A Cí la apostilla no le hizo ninguna gracia. Introdujo de nuevo el miembro en la cámara de conservación, les agradeció su ayuda y abandonó la Gran Farmacia de Lin’an.
* * *
Se le abría una puerta y se le cerraba otra. El hecho de descartar la presencia de un ácido como el causante de la corrosión eliminaba varios oficios, pero la irrupción de la sal añadía otros tantos o más. La cuarta parte de Lin’an vivía de la pesca, y aunque de esa cuarta parte, sólo una fracción abandonaba el río Zhe para faenar en alta mar, si se le añadían los trabajadores de los almacenes de conservas y los tratantes de sal, la cifra de sospechosos superaría con creces los cincuenta mil. Así pues, sus esperanzas residían en un último detalle: la diminuta llama ondulada tatuada bajo el pulgar.
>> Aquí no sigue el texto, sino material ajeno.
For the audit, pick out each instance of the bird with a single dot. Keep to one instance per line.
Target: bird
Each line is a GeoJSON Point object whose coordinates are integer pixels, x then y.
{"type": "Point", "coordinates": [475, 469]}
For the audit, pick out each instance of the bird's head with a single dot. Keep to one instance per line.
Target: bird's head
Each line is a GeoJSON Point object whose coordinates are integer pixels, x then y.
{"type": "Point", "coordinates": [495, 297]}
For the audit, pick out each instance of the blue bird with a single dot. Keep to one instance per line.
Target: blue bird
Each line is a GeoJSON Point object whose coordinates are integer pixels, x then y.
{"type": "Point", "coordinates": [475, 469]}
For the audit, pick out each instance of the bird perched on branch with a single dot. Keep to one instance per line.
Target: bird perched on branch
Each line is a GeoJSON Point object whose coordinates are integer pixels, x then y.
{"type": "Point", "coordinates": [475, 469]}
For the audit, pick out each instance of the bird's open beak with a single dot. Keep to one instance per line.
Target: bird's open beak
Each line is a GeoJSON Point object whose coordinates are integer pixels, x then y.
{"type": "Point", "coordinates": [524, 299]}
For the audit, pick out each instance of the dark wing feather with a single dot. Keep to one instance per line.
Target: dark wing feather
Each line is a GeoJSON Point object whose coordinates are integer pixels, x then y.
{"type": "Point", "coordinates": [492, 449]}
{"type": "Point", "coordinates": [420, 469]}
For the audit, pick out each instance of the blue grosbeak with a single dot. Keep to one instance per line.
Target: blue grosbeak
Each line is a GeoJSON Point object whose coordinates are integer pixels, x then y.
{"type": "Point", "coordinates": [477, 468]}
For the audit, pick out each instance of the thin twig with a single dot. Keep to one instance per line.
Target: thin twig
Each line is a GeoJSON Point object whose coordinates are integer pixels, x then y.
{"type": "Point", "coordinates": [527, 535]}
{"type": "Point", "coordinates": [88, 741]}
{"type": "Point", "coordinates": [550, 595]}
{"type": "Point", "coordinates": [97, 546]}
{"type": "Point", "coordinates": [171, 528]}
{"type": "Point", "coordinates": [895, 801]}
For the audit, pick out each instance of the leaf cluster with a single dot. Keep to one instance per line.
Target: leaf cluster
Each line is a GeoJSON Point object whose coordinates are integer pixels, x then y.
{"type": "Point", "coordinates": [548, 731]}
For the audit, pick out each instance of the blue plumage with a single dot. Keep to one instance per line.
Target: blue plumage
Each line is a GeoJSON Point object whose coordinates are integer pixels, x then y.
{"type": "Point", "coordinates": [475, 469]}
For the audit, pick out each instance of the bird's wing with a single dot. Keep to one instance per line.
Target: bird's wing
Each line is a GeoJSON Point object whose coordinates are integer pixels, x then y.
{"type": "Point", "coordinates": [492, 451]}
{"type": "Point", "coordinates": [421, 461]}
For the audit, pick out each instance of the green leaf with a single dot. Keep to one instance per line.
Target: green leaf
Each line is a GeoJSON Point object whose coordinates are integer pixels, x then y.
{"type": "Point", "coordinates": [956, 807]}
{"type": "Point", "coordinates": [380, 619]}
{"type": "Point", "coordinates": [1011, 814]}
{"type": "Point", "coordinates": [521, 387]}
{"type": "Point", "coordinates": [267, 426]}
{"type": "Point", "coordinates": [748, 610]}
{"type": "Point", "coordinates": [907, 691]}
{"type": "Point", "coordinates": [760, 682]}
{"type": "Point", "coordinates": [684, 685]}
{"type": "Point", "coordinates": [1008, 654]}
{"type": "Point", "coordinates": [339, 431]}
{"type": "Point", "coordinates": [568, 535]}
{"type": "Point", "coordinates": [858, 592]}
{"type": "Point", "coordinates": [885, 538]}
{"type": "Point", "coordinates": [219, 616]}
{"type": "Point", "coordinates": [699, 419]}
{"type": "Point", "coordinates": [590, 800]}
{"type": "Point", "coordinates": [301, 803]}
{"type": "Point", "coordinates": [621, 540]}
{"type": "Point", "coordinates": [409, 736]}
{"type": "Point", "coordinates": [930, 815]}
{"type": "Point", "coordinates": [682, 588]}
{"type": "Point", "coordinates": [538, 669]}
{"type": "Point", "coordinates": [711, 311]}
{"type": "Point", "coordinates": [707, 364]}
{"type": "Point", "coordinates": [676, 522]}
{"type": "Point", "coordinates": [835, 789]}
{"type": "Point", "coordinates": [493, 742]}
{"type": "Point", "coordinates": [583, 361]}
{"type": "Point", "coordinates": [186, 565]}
Bo le aseguró que se ocuparía de su identificación.
Aún tenía pendiente la visita al taller del broncista, un trámite en el que había depositado grandes esperanzas y del que esperaba obtener pruebas concluyentes. Encargó a los ayudantes que llevaran la cámara de conservación a palacio, instruyéndoles para que reemplazaran el hielo nada más llegar, y en compañía del oficial se encaminó hacia los barrios portuarios del sur de la ciudad.